U.S. Supreme Court Takes Up Free Speech Case Involving Online Threats

The U.S. Supreme Court has granted certiorari in a criminal case involving the free speech rights of a criminal defendant who used threatening language in the form of rap lyrics on Facebook, the Associated Press reports.  (I covered the trial of Anthony Elonis when I worked for the Legal Intelligencer, Pennsylvania's legal newspaper.)

Federal prosecutors successfully got the district judge to apply an objective standard for the jurors to decide if Elonis' posts were threatening, but Elonis' counsel argued that a subjective standard should have been applied, AP reports.

The U.S. Supreme Court has said that "true threats" are not protected speech, AP also reports.

Are Rap Lyrics Free Speech? PA Case Triggers Issue

Clay Clavert, a communications professor at the University of Florida in Gainsville, argues in a Huffington Post piece that the U.S. Supreme Court should take up a Pennsylvania case in which rap  lyrics were used as evidence in a criminal conviction. Anthony Elonis was convicted in federal court in Philadelphia for posting rap lyrics containing threats of violence on Facebook.

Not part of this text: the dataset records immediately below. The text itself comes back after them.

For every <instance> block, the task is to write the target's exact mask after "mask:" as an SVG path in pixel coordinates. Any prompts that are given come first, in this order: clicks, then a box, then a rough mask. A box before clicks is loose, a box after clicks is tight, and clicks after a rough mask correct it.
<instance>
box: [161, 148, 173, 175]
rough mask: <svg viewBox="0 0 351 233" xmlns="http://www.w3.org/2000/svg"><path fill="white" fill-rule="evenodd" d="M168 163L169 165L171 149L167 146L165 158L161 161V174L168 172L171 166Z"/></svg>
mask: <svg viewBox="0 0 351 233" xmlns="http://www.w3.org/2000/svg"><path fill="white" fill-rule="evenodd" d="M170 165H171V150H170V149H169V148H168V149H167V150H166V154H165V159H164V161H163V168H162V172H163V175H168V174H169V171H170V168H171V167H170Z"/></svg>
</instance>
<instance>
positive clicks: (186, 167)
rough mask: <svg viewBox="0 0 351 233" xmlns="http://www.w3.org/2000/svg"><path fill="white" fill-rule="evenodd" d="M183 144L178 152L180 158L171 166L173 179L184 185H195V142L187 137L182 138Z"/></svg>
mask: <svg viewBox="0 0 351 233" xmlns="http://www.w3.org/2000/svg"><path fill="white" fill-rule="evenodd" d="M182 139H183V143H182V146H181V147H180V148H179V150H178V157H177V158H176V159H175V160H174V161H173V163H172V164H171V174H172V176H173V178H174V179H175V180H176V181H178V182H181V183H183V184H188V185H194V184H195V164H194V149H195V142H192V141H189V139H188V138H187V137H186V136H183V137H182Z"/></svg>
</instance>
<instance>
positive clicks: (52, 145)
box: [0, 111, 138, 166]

True threats are not protected by the First Amendment, just like obscenity, child porn and fighting words, Clavert writes. At issue in those Pennsylvania cases is how social media affects the analysis of what constitutes true threats, Calvert further writes: "Will people discount or treat less seriously speech posted on Facebook or a video uploaded to YouTube than they would in-person or in a traditional medium such as newspapers or television? The Court never has considered how the nature of online media affects a true threats analysis."